Renal hypouricemia (RHUC) is a disease caused by dysfunction of renal urate reabsorption transporters; however, diagnostic guidance and guidelines for RHUC have been lacking, partly due to the low ...evidence level of studies on RHUC. This review describes a world-first clinical practice guideline (CPG) and its first version in English for this condition. It was developed following the “MINDS Manual for Guideline Development” methodology, which prioritizes evidence-based medicine. It was published in Japanese in 2017 and later translated into English. The primary goal of this CPG is to clarify the criteria for diagnosing RHUC; another aim is to work towards a consensus on clinical decision-making. One of the CPG’s unique points is that it contains textbook descriptions at the expert consensus level, in addition to two clinical questions and recommendations derived from a systematic review of the literature.

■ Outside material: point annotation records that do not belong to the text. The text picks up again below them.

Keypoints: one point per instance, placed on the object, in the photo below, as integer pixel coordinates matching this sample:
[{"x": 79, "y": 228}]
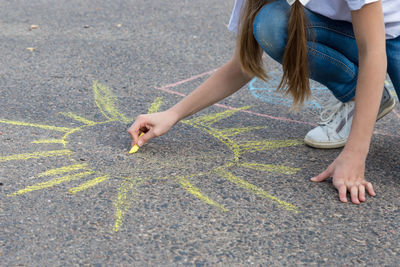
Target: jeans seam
[
  {"x": 331, "y": 29},
  {"x": 333, "y": 60},
  {"x": 338, "y": 63}
]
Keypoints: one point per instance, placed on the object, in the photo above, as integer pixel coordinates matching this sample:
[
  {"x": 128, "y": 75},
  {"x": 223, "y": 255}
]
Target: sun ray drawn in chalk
[{"x": 128, "y": 185}]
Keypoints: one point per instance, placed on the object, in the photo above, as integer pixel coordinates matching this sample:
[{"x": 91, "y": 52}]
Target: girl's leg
[
  {"x": 336, "y": 70},
  {"x": 393, "y": 58},
  {"x": 333, "y": 62}
]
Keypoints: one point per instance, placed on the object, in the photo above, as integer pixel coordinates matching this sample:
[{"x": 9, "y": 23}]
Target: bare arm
[
  {"x": 225, "y": 81},
  {"x": 349, "y": 167}
]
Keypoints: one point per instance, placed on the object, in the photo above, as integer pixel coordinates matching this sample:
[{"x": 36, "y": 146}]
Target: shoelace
[{"x": 330, "y": 110}]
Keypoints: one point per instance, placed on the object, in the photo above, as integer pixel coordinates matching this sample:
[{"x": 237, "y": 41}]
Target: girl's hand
[
  {"x": 152, "y": 125},
  {"x": 347, "y": 172}
]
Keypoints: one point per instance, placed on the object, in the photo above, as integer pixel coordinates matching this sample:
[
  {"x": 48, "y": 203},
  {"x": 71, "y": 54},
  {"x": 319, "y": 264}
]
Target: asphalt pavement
[{"x": 228, "y": 186}]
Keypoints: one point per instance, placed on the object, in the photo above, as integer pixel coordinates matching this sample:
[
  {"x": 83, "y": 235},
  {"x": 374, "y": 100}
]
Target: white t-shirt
[{"x": 339, "y": 10}]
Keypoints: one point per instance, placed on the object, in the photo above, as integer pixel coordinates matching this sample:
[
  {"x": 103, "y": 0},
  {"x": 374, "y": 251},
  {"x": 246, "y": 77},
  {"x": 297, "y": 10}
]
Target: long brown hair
[{"x": 295, "y": 61}]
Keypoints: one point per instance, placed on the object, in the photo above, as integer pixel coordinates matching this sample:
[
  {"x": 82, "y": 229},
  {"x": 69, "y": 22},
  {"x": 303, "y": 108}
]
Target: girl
[{"x": 347, "y": 45}]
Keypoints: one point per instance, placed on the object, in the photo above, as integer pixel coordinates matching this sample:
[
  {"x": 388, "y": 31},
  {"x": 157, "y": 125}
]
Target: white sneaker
[
  {"x": 336, "y": 119},
  {"x": 334, "y": 127}
]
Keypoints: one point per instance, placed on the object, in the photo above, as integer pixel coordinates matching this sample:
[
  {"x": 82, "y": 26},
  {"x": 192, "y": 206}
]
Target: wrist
[{"x": 356, "y": 152}]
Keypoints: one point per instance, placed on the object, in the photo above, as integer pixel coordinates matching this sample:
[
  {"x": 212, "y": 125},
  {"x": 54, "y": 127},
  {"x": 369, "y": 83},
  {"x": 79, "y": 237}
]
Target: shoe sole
[{"x": 341, "y": 143}]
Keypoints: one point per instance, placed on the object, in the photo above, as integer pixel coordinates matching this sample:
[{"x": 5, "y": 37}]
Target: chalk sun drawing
[{"x": 128, "y": 184}]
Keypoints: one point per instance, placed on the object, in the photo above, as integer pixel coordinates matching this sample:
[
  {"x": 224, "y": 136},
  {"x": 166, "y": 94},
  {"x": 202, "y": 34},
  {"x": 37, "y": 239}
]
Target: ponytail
[{"x": 295, "y": 61}]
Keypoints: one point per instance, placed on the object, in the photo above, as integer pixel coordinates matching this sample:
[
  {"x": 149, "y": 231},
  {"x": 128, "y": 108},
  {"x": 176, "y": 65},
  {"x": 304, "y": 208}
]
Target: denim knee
[{"x": 270, "y": 28}]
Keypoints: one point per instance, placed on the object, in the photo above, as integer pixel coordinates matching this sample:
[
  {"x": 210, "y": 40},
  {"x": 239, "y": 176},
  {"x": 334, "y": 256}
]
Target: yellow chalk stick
[{"x": 135, "y": 148}]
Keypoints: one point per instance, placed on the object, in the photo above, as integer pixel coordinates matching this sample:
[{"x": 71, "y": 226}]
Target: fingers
[
  {"x": 361, "y": 193},
  {"x": 143, "y": 139},
  {"x": 354, "y": 195},
  {"x": 138, "y": 127},
  {"x": 323, "y": 175},
  {"x": 342, "y": 193},
  {"x": 370, "y": 188},
  {"x": 357, "y": 193}
]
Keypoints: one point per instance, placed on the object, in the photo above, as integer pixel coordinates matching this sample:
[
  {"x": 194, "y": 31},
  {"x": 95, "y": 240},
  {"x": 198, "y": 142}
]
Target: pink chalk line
[
  {"x": 397, "y": 114},
  {"x": 165, "y": 89}
]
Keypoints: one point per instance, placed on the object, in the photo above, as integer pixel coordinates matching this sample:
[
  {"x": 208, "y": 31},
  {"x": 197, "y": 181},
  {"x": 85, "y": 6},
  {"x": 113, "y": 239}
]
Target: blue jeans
[{"x": 332, "y": 48}]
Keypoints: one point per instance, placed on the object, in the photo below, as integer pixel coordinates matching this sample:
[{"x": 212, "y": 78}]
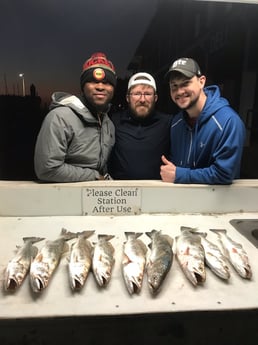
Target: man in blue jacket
[{"x": 207, "y": 135}]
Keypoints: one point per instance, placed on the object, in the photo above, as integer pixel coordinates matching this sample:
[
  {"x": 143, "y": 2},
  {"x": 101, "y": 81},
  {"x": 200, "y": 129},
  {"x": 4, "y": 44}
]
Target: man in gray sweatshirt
[{"x": 76, "y": 137}]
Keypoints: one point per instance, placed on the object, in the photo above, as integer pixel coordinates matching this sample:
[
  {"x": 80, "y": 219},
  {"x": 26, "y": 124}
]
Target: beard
[{"x": 142, "y": 114}]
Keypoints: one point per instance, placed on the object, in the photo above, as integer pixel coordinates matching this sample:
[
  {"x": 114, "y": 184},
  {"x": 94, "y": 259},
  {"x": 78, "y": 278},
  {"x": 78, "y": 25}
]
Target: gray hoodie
[{"x": 72, "y": 145}]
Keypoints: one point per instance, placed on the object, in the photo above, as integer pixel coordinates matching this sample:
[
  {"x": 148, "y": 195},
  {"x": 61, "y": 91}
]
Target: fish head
[{"x": 133, "y": 276}]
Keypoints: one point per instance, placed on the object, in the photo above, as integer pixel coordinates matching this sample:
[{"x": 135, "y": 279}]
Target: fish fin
[
  {"x": 169, "y": 239},
  {"x": 33, "y": 239},
  {"x": 152, "y": 232},
  {"x": 39, "y": 257},
  {"x": 183, "y": 228},
  {"x": 131, "y": 233},
  {"x": 68, "y": 235}
]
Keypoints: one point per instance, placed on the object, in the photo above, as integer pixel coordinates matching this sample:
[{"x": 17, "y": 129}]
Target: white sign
[{"x": 111, "y": 201}]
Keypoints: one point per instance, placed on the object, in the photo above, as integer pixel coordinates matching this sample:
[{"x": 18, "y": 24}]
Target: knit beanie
[{"x": 98, "y": 69}]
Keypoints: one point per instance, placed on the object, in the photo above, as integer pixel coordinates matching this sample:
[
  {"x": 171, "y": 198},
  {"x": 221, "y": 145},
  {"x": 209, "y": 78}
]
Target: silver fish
[
  {"x": 19, "y": 266},
  {"x": 160, "y": 259},
  {"x": 80, "y": 260},
  {"x": 235, "y": 253},
  {"x": 190, "y": 255},
  {"x": 103, "y": 259},
  {"x": 133, "y": 264},
  {"x": 214, "y": 258},
  {"x": 47, "y": 260}
]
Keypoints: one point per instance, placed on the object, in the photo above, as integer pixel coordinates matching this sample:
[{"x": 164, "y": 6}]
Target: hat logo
[
  {"x": 179, "y": 62},
  {"x": 99, "y": 74}
]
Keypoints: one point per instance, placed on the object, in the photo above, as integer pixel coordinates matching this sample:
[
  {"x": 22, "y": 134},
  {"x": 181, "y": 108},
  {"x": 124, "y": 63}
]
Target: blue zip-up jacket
[{"x": 211, "y": 151}]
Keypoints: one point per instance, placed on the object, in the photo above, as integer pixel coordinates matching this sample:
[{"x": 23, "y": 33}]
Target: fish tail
[
  {"x": 105, "y": 237},
  {"x": 86, "y": 233}
]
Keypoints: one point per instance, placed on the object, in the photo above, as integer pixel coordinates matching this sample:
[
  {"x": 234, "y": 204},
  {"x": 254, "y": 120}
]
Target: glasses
[{"x": 138, "y": 95}]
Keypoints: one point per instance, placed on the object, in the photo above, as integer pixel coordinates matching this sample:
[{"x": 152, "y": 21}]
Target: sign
[{"x": 111, "y": 201}]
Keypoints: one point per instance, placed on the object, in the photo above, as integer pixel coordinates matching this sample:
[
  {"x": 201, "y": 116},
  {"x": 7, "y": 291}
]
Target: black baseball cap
[{"x": 187, "y": 66}]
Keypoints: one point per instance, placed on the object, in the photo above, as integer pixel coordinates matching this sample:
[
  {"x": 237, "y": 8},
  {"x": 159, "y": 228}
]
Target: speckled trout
[
  {"x": 80, "y": 260},
  {"x": 160, "y": 259},
  {"x": 19, "y": 266},
  {"x": 190, "y": 255},
  {"x": 133, "y": 264},
  {"x": 47, "y": 260},
  {"x": 103, "y": 259},
  {"x": 235, "y": 253}
]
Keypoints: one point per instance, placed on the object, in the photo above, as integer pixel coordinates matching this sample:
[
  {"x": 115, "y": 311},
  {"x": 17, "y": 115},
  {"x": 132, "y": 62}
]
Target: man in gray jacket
[{"x": 77, "y": 136}]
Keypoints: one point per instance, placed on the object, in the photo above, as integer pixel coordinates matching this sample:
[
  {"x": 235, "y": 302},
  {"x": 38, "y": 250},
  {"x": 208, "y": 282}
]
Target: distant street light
[{"x": 21, "y": 75}]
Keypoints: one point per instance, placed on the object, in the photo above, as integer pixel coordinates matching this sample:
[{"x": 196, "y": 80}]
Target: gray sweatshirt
[{"x": 72, "y": 144}]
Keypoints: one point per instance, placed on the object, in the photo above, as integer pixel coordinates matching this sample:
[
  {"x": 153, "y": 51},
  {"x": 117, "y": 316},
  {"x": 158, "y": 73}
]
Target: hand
[{"x": 167, "y": 171}]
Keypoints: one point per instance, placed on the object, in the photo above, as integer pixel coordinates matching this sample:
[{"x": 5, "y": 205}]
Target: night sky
[{"x": 49, "y": 40}]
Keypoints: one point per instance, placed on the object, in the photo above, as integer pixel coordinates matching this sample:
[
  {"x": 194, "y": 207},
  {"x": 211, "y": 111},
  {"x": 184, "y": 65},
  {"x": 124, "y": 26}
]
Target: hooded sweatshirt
[
  {"x": 209, "y": 152},
  {"x": 72, "y": 144}
]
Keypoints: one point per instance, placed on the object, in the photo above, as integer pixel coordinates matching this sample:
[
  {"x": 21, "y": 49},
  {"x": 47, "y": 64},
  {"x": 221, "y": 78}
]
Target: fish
[
  {"x": 190, "y": 255},
  {"x": 18, "y": 268},
  {"x": 80, "y": 260},
  {"x": 47, "y": 260},
  {"x": 235, "y": 253},
  {"x": 103, "y": 259},
  {"x": 214, "y": 258},
  {"x": 133, "y": 262},
  {"x": 160, "y": 259}
]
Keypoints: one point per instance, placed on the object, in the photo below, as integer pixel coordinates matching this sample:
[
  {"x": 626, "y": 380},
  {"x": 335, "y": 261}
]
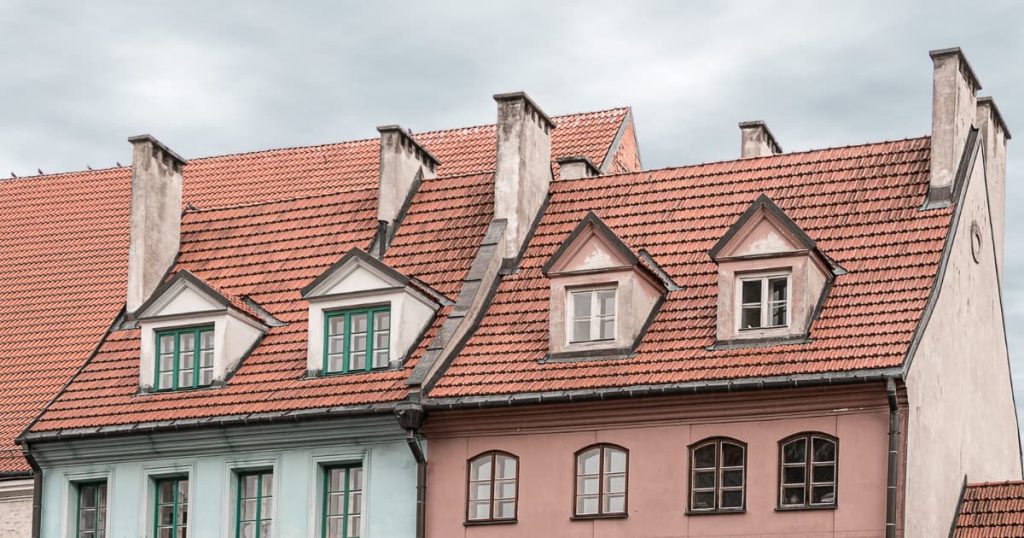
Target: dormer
[
  {"x": 601, "y": 295},
  {"x": 365, "y": 316},
  {"x": 771, "y": 278},
  {"x": 194, "y": 335}
]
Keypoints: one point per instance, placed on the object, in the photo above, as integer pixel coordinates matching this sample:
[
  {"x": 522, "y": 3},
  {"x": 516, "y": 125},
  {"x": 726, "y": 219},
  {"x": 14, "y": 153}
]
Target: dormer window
[
  {"x": 764, "y": 301},
  {"x": 593, "y": 315}
]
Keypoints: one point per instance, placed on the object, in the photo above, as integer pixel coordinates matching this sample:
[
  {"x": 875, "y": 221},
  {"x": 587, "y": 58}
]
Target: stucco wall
[
  {"x": 657, "y": 480},
  {"x": 961, "y": 418}
]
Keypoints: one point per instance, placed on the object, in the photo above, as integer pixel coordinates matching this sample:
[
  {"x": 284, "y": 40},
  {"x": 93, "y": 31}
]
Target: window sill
[{"x": 589, "y": 516}]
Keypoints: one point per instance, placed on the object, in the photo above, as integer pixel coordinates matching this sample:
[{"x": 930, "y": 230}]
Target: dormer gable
[
  {"x": 365, "y": 316},
  {"x": 194, "y": 335},
  {"x": 601, "y": 295},
  {"x": 771, "y": 278}
]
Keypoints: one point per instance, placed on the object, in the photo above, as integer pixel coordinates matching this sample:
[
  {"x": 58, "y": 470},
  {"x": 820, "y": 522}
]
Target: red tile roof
[
  {"x": 860, "y": 204},
  {"x": 268, "y": 251},
  {"x": 991, "y": 510}
]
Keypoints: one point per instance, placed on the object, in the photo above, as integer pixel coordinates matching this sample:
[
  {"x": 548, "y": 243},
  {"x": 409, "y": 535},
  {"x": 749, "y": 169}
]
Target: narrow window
[
  {"x": 601, "y": 480},
  {"x": 91, "y": 516},
  {"x": 171, "y": 513},
  {"x": 342, "y": 502},
  {"x": 593, "y": 315},
  {"x": 493, "y": 488},
  {"x": 356, "y": 340},
  {"x": 184, "y": 358},
  {"x": 254, "y": 509},
  {"x": 718, "y": 476},
  {"x": 764, "y": 301},
  {"x": 807, "y": 471}
]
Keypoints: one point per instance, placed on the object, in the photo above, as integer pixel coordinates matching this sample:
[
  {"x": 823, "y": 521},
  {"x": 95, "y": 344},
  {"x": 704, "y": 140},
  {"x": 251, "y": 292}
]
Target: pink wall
[{"x": 657, "y": 478}]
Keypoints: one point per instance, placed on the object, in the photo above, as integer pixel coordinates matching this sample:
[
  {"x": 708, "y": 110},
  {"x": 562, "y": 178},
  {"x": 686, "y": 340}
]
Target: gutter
[{"x": 891, "y": 489}]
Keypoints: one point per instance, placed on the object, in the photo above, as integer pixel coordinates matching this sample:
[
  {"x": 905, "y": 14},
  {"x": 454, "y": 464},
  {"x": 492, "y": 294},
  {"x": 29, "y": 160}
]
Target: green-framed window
[
  {"x": 90, "y": 514},
  {"x": 254, "y": 510},
  {"x": 184, "y": 358},
  {"x": 356, "y": 339},
  {"x": 171, "y": 508},
  {"x": 342, "y": 509}
]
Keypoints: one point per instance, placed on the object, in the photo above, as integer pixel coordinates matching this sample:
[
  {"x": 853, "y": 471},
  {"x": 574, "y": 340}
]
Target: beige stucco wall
[{"x": 961, "y": 418}]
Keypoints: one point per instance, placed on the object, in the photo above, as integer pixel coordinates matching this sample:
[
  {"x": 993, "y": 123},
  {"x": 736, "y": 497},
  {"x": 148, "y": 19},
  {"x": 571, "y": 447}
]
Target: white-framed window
[
  {"x": 764, "y": 300},
  {"x": 592, "y": 315}
]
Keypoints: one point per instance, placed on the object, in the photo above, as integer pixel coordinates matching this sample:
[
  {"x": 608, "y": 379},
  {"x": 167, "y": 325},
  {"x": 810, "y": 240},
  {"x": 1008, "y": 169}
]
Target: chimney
[
  {"x": 954, "y": 88},
  {"x": 156, "y": 216},
  {"x": 757, "y": 140},
  {"x": 994, "y": 134},
  {"x": 402, "y": 163},
  {"x": 576, "y": 167},
  {"x": 522, "y": 171}
]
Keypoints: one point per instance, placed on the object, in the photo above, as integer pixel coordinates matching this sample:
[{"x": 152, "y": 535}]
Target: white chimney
[
  {"x": 156, "y": 216},
  {"x": 757, "y": 140},
  {"x": 576, "y": 167},
  {"x": 522, "y": 172},
  {"x": 954, "y": 90}
]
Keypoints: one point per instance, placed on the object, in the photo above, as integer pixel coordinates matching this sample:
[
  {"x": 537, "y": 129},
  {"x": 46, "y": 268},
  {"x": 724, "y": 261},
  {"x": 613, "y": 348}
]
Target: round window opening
[{"x": 976, "y": 242}]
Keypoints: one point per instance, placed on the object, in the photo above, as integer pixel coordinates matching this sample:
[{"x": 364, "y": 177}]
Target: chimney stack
[
  {"x": 954, "y": 89},
  {"x": 522, "y": 171},
  {"x": 156, "y": 216},
  {"x": 576, "y": 167},
  {"x": 757, "y": 140}
]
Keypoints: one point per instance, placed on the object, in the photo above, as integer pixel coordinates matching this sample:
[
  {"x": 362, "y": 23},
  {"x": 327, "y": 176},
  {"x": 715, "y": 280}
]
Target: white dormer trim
[
  {"x": 358, "y": 280},
  {"x": 187, "y": 301}
]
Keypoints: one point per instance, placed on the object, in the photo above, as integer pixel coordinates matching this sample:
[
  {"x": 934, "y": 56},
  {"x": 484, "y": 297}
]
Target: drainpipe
[
  {"x": 893, "y": 458},
  {"x": 411, "y": 417}
]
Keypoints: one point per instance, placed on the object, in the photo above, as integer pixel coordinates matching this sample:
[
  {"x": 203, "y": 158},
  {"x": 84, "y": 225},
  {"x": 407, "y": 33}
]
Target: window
[
  {"x": 91, "y": 512},
  {"x": 593, "y": 315},
  {"x": 357, "y": 340},
  {"x": 171, "y": 513},
  {"x": 342, "y": 502},
  {"x": 184, "y": 358},
  {"x": 764, "y": 301},
  {"x": 493, "y": 488},
  {"x": 807, "y": 471},
  {"x": 718, "y": 476},
  {"x": 601, "y": 479},
  {"x": 254, "y": 509}
]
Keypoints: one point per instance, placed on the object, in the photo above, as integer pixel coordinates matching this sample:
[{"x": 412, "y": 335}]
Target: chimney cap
[
  {"x": 153, "y": 140},
  {"x": 996, "y": 116},
  {"x": 760, "y": 125},
  {"x": 965, "y": 65},
  {"x": 517, "y": 95},
  {"x": 397, "y": 128}
]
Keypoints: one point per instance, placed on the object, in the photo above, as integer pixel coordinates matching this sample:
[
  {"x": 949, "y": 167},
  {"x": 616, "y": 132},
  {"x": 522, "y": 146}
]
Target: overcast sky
[{"x": 78, "y": 78}]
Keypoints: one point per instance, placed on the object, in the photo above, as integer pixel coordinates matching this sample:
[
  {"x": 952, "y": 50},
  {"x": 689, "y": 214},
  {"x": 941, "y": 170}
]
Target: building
[{"x": 514, "y": 330}]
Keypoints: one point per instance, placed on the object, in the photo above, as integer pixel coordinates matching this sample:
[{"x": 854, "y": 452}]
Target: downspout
[{"x": 891, "y": 490}]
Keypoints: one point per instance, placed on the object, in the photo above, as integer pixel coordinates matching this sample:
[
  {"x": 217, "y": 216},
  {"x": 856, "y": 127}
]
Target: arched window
[
  {"x": 601, "y": 477},
  {"x": 808, "y": 465},
  {"x": 718, "y": 476},
  {"x": 493, "y": 488}
]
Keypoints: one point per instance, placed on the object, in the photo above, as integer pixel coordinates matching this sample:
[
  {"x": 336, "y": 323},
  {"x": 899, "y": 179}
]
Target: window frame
[
  {"x": 197, "y": 331},
  {"x": 595, "y": 317},
  {"x": 347, "y": 313},
  {"x": 491, "y": 520},
  {"x": 326, "y": 496},
  {"x": 100, "y": 527},
  {"x": 600, "y": 514},
  {"x": 808, "y": 470},
  {"x": 240, "y": 477},
  {"x": 765, "y": 302},
  {"x": 691, "y": 450}
]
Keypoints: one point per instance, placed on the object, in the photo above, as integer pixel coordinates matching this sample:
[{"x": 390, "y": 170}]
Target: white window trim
[
  {"x": 595, "y": 318},
  {"x": 765, "y": 302}
]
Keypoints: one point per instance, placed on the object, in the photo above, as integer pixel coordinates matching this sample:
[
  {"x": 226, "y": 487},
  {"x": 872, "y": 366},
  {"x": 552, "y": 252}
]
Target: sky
[{"x": 211, "y": 78}]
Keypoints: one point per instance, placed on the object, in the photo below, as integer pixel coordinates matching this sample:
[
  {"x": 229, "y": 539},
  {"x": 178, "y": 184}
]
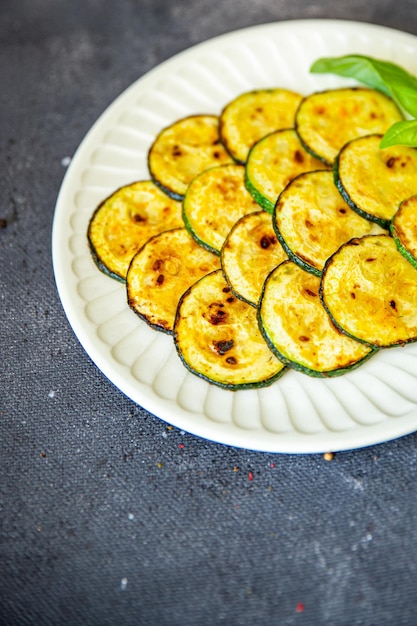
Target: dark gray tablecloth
[{"x": 108, "y": 516}]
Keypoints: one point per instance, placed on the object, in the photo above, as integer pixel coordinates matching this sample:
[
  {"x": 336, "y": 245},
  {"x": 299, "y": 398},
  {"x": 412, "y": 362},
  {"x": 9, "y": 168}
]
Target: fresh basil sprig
[{"x": 384, "y": 76}]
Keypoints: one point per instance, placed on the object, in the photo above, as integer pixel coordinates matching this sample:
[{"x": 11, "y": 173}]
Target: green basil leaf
[
  {"x": 382, "y": 75},
  {"x": 401, "y": 134},
  {"x": 351, "y": 66}
]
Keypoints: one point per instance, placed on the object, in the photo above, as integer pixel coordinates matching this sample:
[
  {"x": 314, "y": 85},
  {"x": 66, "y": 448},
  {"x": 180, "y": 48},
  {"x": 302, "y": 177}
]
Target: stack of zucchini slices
[{"x": 275, "y": 235}]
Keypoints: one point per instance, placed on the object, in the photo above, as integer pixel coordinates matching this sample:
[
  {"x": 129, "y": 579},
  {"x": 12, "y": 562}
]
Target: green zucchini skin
[
  {"x": 346, "y": 197},
  {"x": 273, "y": 162},
  {"x": 311, "y": 220},
  {"x": 374, "y": 181},
  {"x": 183, "y": 150},
  {"x": 215, "y": 200},
  {"x": 101, "y": 266},
  {"x": 371, "y": 326},
  {"x": 254, "y": 114},
  {"x": 248, "y": 254},
  {"x": 125, "y": 220},
  {"x": 165, "y": 266},
  {"x": 260, "y": 199},
  {"x": 400, "y": 231},
  {"x": 325, "y": 121},
  {"x": 217, "y": 337},
  {"x": 350, "y": 354},
  {"x": 402, "y": 249}
]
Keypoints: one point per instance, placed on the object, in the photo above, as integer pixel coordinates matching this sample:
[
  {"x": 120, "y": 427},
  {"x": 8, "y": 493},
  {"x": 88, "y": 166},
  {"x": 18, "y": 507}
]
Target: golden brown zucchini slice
[
  {"x": 273, "y": 162},
  {"x": 218, "y": 339},
  {"x": 214, "y": 201},
  {"x": 374, "y": 181},
  {"x": 250, "y": 252},
  {"x": 253, "y": 115},
  {"x": 160, "y": 273},
  {"x": 404, "y": 229},
  {"x": 183, "y": 150},
  {"x": 298, "y": 329},
  {"x": 327, "y": 120},
  {"x": 125, "y": 221},
  {"x": 370, "y": 291},
  {"x": 312, "y": 220}
]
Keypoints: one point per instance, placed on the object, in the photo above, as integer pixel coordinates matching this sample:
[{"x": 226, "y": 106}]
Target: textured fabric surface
[{"x": 107, "y": 515}]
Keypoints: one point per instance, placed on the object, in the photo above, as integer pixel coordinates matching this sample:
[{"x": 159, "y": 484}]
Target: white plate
[{"x": 297, "y": 414}]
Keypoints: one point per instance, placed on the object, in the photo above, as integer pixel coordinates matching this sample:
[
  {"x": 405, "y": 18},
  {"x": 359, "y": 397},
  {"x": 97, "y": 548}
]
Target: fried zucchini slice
[
  {"x": 312, "y": 220},
  {"x": 160, "y": 273},
  {"x": 273, "y": 162},
  {"x": 250, "y": 252},
  {"x": 218, "y": 339},
  {"x": 214, "y": 202},
  {"x": 125, "y": 220},
  {"x": 298, "y": 329},
  {"x": 183, "y": 150},
  {"x": 404, "y": 229},
  {"x": 327, "y": 120},
  {"x": 374, "y": 181},
  {"x": 370, "y": 291},
  {"x": 254, "y": 114}
]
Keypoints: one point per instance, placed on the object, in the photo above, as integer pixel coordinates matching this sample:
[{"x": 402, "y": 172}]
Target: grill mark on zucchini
[
  {"x": 125, "y": 220},
  {"x": 250, "y": 252},
  {"x": 218, "y": 339},
  {"x": 183, "y": 150},
  {"x": 374, "y": 181},
  {"x": 273, "y": 162},
  {"x": 325, "y": 121},
  {"x": 312, "y": 220},
  {"x": 160, "y": 273},
  {"x": 403, "y": 228},
  {"x": 254, "y": 114},
  {"x": 298, "y": 329},
  {"x": 370, "y": 292}
]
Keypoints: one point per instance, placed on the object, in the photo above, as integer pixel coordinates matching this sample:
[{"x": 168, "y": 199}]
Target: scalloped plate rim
[{"x": 198, "y": 424}]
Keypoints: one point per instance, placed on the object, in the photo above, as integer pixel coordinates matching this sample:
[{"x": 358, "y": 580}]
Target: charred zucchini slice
[
  {"x": 312, "y": 220},
  {"x": 160, "y": 273},
  {"x": 214, "y": 202},
  {"x": 183, "y": 150},
  {"x": 253, "y": 115},
  {"x": 273, "y": 162},
  {"x": 218, "y": 339},
  {"x": 125, "y": 221},
  {"x": 298, "y": 329},
  {"x": 374, "y": 181},
  {"x": 370, "y": 291},
  {"x": 327, "y": 120},
  {"x": 404, "y": 229},
  {"x": 249, "y": 253}
]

The guidance shown in this CPG makes it easy to diagnose RHUC from simple blood and urine tests. This CPG contains almost all of the clinical foci of RHUC: epidemiology, pathophysiology, diagnostic guidance, clinical examinations, differential diagnosis, and complications, including exercise-induced acute kidney injury and urolithiasis. A CPG summary as well as a clinical algorithm to assist healthcare providers with a quick reference and notes from an athlete for both physicians and patients are included. We hope that this CPG will help healthcare providers and patients to make clinical decisions, and that it will promote further research on RHUC.